Recent advances in genome sequencing technologies and bioinformatics have enabled whole-genomes to be studied at population-level rather then for small number of individuals. This provides new power to whole genome association studies (WGAS), which now seek to identify the multi-gene causes of common complex diseases like diabetes or cancer.
As WGAS involve studying thousands of genomes, they pose both technological and methodological challenges. The volume of data is significant, for example the dataset from 1000 Genomes project with genomes of 2504 individuals includes nearly 85M genomic variants with raw data size of 0.8 TB. The number of features is enormous and greatly exceeds the number of samples, which makes it challenging to apply traditional statistical approaches.
Random forest is one of the methods that was found to be useful in this context, both because of its potential for parallelization and its robustness. Although there is a number of big data implementations available (including Spark ML) they are tuned for typical dataset with large number of samples and relatively small number of variables, and either fail or are inefficient in the GWAS context especially, that a costly data preprocessing is usually required.

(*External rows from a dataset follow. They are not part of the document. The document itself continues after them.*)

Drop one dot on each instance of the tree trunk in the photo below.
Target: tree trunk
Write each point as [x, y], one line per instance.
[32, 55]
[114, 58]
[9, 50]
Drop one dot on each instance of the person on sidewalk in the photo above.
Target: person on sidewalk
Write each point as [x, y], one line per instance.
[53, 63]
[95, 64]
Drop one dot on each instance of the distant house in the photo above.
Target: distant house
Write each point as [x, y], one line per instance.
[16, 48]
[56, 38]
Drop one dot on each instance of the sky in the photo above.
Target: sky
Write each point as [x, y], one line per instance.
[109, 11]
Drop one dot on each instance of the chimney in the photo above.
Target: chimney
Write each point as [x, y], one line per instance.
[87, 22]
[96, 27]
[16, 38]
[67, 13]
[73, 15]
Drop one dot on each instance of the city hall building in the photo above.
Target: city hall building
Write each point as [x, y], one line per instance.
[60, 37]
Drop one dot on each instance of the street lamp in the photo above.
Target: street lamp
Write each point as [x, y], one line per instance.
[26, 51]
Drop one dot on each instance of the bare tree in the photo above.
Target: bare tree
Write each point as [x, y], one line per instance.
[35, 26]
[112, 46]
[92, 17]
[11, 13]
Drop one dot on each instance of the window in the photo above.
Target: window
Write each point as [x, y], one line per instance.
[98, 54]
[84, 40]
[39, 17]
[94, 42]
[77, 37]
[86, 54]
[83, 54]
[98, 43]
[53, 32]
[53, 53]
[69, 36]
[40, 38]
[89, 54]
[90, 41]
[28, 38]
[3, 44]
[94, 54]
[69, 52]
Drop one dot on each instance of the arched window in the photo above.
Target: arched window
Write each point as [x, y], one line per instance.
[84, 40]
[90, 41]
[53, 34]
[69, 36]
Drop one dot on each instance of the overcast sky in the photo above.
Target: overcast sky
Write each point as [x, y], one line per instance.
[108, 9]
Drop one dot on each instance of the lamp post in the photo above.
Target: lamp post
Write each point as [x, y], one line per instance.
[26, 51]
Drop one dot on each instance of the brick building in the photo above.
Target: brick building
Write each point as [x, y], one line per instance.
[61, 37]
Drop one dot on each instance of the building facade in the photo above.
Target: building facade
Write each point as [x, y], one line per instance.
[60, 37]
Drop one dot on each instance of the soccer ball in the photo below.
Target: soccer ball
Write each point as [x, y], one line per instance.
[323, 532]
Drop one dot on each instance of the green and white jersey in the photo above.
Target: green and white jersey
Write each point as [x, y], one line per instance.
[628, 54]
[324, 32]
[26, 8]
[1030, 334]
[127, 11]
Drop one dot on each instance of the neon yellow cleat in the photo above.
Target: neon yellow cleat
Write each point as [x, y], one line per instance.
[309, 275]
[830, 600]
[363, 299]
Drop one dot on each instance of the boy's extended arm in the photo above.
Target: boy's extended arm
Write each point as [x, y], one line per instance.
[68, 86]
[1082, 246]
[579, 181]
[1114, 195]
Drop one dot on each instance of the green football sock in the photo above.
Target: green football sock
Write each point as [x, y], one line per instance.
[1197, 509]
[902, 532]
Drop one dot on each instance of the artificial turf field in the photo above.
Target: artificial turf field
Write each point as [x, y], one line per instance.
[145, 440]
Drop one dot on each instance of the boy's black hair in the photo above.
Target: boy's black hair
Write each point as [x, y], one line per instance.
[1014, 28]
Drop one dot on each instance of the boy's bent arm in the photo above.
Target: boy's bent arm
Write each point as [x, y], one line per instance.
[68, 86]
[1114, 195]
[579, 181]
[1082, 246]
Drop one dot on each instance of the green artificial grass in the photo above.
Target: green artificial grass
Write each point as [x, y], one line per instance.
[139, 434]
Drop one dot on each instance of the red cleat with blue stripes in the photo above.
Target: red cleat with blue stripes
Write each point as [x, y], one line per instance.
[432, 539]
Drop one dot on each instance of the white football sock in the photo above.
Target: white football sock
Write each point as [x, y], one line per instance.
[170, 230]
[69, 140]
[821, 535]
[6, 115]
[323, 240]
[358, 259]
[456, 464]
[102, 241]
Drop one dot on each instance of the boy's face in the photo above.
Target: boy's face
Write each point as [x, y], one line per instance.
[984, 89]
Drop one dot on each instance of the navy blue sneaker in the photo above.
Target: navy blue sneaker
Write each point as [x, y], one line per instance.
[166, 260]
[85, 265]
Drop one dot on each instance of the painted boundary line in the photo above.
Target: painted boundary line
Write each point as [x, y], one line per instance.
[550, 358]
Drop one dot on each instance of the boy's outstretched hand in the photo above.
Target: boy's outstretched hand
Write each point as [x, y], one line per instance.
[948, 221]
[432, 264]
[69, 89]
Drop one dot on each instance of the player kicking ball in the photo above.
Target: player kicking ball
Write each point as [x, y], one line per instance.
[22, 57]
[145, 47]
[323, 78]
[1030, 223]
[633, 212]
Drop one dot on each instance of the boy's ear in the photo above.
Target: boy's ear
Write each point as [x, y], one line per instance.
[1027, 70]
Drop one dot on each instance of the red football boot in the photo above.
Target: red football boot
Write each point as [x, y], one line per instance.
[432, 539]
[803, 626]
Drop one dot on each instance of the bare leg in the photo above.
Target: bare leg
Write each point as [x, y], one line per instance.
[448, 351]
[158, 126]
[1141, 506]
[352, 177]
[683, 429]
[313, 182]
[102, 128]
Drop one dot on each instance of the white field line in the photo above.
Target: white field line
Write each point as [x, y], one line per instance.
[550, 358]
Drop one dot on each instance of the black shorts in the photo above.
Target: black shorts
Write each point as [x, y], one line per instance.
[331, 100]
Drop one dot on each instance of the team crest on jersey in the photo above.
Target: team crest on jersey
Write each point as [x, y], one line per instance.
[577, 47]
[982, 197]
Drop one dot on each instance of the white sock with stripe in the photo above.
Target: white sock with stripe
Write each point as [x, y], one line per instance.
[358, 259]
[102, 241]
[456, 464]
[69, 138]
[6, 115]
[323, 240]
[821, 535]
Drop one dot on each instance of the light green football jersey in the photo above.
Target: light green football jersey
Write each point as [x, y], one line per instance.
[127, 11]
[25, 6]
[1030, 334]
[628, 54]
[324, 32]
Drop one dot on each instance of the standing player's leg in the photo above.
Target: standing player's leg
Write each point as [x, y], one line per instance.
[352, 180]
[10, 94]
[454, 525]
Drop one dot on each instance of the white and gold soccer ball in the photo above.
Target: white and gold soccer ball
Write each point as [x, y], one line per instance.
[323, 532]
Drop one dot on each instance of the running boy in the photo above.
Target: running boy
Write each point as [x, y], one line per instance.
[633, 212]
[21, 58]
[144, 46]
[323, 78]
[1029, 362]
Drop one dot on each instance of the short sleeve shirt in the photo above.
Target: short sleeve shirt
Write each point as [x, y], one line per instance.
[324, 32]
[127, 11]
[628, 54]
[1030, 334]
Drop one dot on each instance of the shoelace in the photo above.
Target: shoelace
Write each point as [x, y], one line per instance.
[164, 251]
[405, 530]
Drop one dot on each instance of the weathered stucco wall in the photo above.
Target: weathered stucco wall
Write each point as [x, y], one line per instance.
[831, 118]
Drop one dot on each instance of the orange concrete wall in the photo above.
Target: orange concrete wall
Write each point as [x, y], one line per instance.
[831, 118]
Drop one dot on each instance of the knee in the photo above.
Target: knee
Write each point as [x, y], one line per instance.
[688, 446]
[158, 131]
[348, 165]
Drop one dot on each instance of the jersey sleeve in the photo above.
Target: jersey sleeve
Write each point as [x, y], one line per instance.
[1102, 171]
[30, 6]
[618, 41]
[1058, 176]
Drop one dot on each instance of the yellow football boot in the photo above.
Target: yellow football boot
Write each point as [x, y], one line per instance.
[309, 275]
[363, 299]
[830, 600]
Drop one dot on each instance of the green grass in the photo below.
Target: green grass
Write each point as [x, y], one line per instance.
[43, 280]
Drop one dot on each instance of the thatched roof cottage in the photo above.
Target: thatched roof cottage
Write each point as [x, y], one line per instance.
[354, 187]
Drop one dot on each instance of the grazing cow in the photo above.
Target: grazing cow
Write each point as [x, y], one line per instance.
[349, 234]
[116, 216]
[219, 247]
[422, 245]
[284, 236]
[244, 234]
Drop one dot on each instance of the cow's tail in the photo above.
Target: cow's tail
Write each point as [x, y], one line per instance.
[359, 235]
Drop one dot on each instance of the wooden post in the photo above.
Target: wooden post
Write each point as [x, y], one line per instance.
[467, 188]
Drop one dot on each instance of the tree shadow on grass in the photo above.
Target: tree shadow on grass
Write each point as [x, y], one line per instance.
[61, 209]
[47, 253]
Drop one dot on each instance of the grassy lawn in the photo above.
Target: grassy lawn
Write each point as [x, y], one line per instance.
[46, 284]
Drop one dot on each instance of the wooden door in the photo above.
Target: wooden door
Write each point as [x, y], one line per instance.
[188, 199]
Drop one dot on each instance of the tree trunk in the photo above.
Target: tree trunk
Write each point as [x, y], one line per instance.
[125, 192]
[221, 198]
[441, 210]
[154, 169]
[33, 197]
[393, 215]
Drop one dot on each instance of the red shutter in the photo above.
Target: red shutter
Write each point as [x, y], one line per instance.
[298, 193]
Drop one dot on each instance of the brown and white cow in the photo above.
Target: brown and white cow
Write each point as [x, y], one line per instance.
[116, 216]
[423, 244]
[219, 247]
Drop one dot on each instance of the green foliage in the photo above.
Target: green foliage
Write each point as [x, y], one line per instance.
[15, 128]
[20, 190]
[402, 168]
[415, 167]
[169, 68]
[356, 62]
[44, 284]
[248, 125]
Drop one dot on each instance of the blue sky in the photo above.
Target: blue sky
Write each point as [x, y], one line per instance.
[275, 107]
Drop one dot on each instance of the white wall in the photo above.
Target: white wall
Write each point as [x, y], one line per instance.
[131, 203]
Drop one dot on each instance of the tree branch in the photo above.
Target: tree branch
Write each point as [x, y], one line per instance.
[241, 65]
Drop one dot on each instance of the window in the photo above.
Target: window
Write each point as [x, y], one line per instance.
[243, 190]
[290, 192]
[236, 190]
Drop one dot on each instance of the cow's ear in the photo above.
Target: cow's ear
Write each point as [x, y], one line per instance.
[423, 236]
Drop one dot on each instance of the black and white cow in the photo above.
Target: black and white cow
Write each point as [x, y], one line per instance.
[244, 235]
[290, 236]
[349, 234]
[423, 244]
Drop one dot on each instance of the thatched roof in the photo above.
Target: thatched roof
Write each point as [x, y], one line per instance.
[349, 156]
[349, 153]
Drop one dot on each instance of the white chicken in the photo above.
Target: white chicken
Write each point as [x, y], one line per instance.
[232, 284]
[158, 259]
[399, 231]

To address these problems, we have developed the RandomForestHD – a Spark based implementation optimized for highly dimensional data sets. We have successfully RandomForestHD applied it to datasets beyond the reach of other tools and for smaller datasets found its performance superior. We are currently applying RandomForestHD, released as part of the VariantSpark toolkit, to a number of WGAS studies.
In the presentation we will introduce the domain of WGAS and related challenges, present RandomForestHD with its design principles and implementation details with regards to Spark, compare its performance with other tools, and finally showcase the results of a few WGAS applications.